Baltic states call for help on Russian food crisis
Finland, Estonia, Latvia and Lithuania have warned that their respective agri-food industries have faced massive economic and social impact as Russia’s ongoing import ban continues to destabilise economies.
“The impact of the Russian embargo is easily forgotten now when new topics are appearing, like the immigrant crisis and Brexit,” said Tiina Linnainmaa, vice-chairwoman of Pellervo Society, a Finnish agricultural cooperative.
“Farmers and their cooperatives are suffering from the embargo. The EU Commission and high-ranking EU politicians have not made enough effort to help them”.
New markets needed
In a statement, Linnainmaa pointed out that the Baltic nations and Finland exported a large volume of value-added food products to Russia for a long time and said the ban has had a “huge impact” on all the nations.
“It takes time, energy and it is costly to find new markets and adapt production and processing to new outlets,” said Roomet Sõrmu, chairman of the Estonian Chamber of Agriculture and Commerce.
“Different EU-financed export and promotion measures should therefore be designed to help the Baltic and Finnish processors get to new markets.”
The cooperative organisations across the Baltic states and Finland have called for the EU Commission to quickly establish targeted measures to help the countries find new markets to mitigate the loss of Russia.
“There is a deep need for targeted support that better reflects the real financial loss the farmers have faced since the Russian embargo,” said Andriejus Stancikas, president of the Chamber of Agriculture for Lithuania.

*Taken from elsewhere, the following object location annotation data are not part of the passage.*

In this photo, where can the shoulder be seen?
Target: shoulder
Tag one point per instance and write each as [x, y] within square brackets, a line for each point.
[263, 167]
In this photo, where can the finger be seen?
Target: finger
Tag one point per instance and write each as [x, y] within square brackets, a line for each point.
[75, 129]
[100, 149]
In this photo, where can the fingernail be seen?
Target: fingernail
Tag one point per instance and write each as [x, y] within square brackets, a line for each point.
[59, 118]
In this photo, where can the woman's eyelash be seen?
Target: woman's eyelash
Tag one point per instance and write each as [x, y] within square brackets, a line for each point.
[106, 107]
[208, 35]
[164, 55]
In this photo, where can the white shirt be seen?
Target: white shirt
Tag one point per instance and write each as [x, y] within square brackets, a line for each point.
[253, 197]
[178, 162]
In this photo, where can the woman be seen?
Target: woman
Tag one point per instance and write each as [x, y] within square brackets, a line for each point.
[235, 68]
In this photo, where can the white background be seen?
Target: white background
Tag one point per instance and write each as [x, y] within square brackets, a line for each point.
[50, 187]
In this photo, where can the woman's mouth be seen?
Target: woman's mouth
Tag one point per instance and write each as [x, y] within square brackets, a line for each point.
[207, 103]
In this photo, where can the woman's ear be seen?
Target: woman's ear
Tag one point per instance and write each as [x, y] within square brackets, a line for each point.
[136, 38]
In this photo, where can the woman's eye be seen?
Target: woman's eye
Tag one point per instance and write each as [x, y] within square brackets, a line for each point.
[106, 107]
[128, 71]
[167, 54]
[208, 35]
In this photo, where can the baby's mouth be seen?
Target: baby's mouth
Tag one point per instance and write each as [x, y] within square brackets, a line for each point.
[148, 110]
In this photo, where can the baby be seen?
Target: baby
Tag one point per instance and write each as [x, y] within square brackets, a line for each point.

“So far, the EU hasn’t managed to ease the economic burden that is put on Baltic and Finnish farmers”.
Russian meat imports have continued to fall, with Vladimir Putin driving forward a strategy to becoming entirely self-sustainable in meat production. The chief of Russian Institute for Agricultural Market Studies, Daniel Khotko, told this site he expects beef imports to drop by 35% this year.
Between 2007 and 2012 meat imports dropped by 27%, according to the UN’s Food and Agricultural Organisation.